The economy’s growing momentum appears likely to neutralize what had been one of the biggest issues for Democrats who hope to challenge President Bush in next year’s presidential election.
And Bush, facing a steady stream of bad news from Iraq, was eager to trumpet the positive economic report Friday.
“Things are beginning to brighten up for people looking for work, which is positive,” Bush told a community college audience in North Carolina. “This is the beginning of good news for job seekers.”
Job growth last month was strongest in service sector industries like health and education, while the battered manufacturing sector shed jobs for a 39th straight month.
John Silvia, chief economist for Wachovia Securities, said that while he expects sustainable growth over the next year, it will fall short of the growth seen in past recoveries. And he does not foresee a return to the type of job growth seen in the mid- and late 1990s, when the economy routinely added more than 300,000 jobs a month.
“My sense is that you’re going to get good, solid numbers in terms of job growth, but you will still get below what has been typical in a recovery period,” he said. “It’s one of the strange outcomes of the investment in technology.”
While the jobless rate has edged lower from a nine-year peak of 6.4 percent in June, some forecasters say it could rise again as individuals begin looking for work again, encouraged by the strong economic growth.
David Rosenberg, chief North American economist for Merrill Lynch, points out that the “augmented” unemployment rate, which factors in marginal workers who have temporarily dropped out of the labor force, is still at 9 percent, compared with 8.6 percent a year ago.
“This enormous pool of available workers is perhaps one key reason why wage growth is still slowing,” he said in a note.
The service sector added 143,000 new jobs last month, the largest increase in nine months.
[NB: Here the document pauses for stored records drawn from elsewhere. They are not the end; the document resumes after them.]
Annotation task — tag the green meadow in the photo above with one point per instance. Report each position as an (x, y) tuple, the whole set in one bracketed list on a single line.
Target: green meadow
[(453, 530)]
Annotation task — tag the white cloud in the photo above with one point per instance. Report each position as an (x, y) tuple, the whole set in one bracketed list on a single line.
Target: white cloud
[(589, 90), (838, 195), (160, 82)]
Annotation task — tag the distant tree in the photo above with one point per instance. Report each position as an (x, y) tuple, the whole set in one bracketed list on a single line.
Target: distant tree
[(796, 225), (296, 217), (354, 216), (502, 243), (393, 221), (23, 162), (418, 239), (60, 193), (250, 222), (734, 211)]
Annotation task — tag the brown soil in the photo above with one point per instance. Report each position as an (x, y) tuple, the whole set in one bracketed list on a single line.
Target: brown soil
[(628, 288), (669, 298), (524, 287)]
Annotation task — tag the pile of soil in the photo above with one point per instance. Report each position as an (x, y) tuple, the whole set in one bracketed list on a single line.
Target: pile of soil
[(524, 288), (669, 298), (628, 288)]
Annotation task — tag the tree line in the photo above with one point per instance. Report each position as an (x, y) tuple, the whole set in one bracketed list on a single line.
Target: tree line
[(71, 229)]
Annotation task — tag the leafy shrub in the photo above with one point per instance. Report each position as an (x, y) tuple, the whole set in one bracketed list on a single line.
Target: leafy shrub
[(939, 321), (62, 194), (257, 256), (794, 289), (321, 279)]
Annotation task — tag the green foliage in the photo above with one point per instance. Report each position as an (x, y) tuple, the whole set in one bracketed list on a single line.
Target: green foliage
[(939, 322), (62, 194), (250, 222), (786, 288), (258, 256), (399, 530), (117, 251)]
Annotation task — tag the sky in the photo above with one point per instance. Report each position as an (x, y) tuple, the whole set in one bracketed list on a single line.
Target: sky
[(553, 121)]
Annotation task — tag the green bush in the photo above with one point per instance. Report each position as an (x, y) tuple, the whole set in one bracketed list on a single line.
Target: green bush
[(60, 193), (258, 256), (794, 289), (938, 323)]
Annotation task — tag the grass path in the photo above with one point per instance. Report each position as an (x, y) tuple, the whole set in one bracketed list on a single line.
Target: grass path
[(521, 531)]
That included a 33,000 gain in temporary employment services, which have added jobs for the last five months.
Economists say that shows companies still remain a bit hesitant about the strength of the recovery and are waiting to take on the increased costs of hiring new workers.
“In the short run, they are hiring temporary workers,” Mayland said. “It is creating a pent-up demand for hiring. I think the rebound is sustainable and as we build up a track record,” more hiring will follow.
Mayland said the positive employment picture is great news for the holiday season. Consumer confidence should spike, making shoppers more willing to open their wallets. That will help reduce business inventory and lead to new jobs.
The Associated Press and Reuters contributed to this report.